The Meze Mess Session
Started simple with hummus. Blended chickpeas, tahini, garlic and lemon juice until my blender screamed. Added too much lemon at first – tasted like battery acid! Fixed it with extra tahini and salt. Then tackled muhammara: roasted peppers, walnuts, breadcrumbs. Forgot pomegranate molasses though – used honey and lemon as backup. Turned out weirdly sweet but edible.
- Hummus disaster: Texture looked like cement. Added ice water slowly while blending – saved it!
- Cacik fail: Squeezed cucumber too hard. Ended up with sad cucumber water swimming in yogurt
- Sigara boregi victory: Burnt first batch. Second batch? Golden and crispy!
Drink Pairing Chaos
Now the fun part – pairing!

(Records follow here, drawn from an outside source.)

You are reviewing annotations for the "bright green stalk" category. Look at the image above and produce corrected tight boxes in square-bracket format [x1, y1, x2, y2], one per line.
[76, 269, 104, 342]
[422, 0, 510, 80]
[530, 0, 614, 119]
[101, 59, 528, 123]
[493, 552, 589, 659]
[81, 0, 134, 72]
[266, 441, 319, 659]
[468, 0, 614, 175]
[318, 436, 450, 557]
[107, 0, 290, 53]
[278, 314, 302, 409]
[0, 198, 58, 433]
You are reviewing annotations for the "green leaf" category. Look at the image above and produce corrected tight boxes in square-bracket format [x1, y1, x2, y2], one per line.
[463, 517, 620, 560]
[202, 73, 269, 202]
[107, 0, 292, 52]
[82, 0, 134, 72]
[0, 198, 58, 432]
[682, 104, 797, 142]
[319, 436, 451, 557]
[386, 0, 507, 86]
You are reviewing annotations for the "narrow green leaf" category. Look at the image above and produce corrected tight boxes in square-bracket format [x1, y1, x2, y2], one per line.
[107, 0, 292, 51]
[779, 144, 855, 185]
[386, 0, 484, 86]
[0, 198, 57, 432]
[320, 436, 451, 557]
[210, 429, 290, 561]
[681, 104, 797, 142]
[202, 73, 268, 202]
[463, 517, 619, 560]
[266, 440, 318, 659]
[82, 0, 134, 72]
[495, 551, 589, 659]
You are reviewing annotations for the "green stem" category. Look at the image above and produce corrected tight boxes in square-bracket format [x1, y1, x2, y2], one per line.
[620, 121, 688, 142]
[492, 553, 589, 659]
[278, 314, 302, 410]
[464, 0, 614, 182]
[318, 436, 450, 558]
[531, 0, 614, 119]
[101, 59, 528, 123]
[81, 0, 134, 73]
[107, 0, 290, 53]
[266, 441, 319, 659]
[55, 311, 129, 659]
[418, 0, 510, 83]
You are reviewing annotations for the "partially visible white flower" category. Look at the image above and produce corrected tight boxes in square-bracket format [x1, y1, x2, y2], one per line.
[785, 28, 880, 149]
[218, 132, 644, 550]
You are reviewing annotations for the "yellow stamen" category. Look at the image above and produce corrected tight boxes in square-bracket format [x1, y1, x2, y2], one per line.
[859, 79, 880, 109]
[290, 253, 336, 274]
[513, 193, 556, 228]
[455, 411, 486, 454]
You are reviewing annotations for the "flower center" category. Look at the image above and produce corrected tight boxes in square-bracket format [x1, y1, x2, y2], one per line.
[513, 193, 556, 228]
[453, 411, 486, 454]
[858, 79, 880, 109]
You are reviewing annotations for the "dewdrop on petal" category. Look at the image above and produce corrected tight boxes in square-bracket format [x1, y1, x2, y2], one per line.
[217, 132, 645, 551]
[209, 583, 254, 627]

Dumped supermarket drinks on the counter for testing:
- Rakı with water: Poured it clear first – tasted like gasoline! Added water slowly until it turned milky. Magic! Cut through fatty sigara boregi perfectly
- Red wine trial: Tried Merlot with hummus. Felt like licking a coin
- White wine win: Crisp Sauvignon Blanc made cacik sing
- Beer bonus: Lager saved sweet muhammara from being cloying
Biggest surprise? Rakı ain’t that scary when diluted right. Cleared the spice of ezme salad better than anything. White wine worked with half the mezes while red only suited spicy stuff.
Epic Fail Takeaways
Don’t do what I did – prepare dips ahead! Hummus needs 3+ hours to stop tasting like chalk. And Rakı demands courage + water ratio experiments. Best simple combos I’d actually serve again:
- Rakı with any fried stuff like borek
- White wine with yogurt-based dips
- Beer with nutty/spicy spreads
Honestly? Turkish meze kicked my ass but I get the hype now. Just don’t invite guests until your third attempt!